Most, though not all, of the novel The Just and the Unjust (1942) is taken up with a trial wherein two reprobates stand accused of murdering another reprobate, a drug dealer. Abner Coates is the assistant district attorney who helps to prosecute the men, hoping for a severe verdict.
Abundant human evil and human folly are featured in this engrossing novel by James Gould Cozzens, the latter of which—folly—Abner himself demonstrates by unfairly disliking a county chairman called Jesse Gearhart. An admirable man, Abner is also a flawed one. He has a disdain for “things as they are” in his environment, which in his case reflects an attitude not fully adult (or fully righteous).

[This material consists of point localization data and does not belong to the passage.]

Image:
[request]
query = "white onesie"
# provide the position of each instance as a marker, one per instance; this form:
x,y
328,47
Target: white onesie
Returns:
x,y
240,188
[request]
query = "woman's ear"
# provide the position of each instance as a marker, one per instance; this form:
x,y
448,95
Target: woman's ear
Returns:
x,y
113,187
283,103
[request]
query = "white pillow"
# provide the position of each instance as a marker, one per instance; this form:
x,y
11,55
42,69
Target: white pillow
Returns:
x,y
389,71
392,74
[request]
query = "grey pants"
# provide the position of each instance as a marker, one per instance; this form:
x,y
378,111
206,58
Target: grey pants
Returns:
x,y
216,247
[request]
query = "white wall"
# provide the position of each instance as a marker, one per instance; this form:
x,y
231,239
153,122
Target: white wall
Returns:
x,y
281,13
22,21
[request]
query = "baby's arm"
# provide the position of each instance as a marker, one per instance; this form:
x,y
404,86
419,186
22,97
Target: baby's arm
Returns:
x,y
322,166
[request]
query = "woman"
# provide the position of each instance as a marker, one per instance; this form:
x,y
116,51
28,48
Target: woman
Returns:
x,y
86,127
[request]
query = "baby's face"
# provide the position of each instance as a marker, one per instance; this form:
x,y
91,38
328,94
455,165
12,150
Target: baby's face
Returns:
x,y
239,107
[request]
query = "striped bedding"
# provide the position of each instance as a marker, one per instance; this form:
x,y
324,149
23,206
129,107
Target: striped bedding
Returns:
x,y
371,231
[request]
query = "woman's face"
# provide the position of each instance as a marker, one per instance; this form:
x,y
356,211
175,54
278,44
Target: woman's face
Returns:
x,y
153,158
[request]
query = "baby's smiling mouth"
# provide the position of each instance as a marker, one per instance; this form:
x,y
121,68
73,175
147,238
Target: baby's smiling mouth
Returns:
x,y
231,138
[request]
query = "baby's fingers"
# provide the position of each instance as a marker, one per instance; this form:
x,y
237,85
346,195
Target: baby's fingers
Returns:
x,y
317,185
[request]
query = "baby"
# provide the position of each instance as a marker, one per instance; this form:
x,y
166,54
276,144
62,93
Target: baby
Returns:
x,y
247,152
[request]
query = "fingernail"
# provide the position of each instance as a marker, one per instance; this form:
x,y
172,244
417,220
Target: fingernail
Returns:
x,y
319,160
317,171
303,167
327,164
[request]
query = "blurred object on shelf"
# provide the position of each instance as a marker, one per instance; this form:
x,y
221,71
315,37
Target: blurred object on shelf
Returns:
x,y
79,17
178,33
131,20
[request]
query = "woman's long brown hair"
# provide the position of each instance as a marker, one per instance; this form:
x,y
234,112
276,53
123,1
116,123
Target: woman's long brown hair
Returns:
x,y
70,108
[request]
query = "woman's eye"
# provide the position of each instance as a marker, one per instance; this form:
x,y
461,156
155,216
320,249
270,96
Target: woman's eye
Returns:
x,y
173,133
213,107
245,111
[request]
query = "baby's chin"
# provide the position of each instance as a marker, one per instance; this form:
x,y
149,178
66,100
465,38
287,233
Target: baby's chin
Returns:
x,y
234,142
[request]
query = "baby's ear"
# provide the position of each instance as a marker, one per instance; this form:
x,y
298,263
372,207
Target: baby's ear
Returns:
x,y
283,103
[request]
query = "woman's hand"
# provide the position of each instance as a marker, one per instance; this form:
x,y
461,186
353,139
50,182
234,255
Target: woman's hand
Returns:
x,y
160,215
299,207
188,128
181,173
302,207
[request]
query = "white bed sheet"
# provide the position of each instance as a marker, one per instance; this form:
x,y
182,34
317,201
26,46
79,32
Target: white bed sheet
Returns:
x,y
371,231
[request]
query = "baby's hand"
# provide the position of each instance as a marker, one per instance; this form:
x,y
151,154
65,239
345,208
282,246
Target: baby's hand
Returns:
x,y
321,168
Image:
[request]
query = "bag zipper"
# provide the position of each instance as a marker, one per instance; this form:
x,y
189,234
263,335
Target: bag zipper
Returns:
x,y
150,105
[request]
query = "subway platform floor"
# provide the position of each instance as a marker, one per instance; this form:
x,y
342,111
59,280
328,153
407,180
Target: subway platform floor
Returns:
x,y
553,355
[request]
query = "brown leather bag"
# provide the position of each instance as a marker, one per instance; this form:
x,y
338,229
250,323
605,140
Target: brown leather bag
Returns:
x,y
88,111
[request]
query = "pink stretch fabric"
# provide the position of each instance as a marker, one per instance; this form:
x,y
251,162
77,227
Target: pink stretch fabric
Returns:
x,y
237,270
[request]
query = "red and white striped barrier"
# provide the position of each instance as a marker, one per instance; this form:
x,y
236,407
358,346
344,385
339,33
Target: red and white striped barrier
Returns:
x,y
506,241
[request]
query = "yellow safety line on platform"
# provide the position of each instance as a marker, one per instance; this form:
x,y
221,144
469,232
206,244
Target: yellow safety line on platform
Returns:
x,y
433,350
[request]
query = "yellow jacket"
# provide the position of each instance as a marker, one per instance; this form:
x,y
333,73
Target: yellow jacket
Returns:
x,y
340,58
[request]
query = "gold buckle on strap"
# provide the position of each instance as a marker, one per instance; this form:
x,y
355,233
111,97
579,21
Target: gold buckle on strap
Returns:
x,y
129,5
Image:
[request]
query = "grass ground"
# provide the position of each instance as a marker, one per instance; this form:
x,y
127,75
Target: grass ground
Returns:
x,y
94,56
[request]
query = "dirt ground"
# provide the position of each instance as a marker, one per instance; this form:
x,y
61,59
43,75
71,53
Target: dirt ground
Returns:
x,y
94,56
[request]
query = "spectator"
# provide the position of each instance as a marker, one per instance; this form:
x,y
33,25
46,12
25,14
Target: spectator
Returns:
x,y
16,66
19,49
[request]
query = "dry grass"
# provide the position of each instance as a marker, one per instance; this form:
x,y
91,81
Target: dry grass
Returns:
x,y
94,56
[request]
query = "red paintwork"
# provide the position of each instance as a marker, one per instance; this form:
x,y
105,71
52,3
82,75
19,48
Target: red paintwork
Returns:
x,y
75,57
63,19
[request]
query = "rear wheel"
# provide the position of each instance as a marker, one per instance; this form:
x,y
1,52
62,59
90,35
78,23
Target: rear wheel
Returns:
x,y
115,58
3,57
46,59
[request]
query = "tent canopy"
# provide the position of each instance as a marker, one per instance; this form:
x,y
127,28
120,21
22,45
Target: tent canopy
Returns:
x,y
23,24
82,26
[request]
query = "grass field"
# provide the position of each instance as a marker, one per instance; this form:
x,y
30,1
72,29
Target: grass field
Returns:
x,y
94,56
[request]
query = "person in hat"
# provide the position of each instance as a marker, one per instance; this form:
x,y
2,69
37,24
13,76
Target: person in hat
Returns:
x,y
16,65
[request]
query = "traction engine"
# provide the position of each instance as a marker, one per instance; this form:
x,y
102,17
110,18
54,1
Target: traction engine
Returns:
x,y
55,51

Subplots spring up in the book, such as one about a schoolteacher tried for lewd conduct—a subplot which, alas, turns offensively sexist for a brief bit. Also, Cozzens’s prose is frequently as sloppy as I suppose Dostoyevsky’s is in the original Russian. At any rate, it wouldn’t surprise me if The Just and the Unjust was one of the best novels about the law and the courts ever written. It does a good job of showing us, as has been accurately pointed out about the book, that the law is only as strong as the people who handle and make use of it. It’s smart and exploratory.
Critics have attacked Cozzens for siding with privileged characters (e.g., an assistant district attorney). What fools. Privilege has to go to somebody. Does it also offend them that Job and Abraham and Solomon were rich?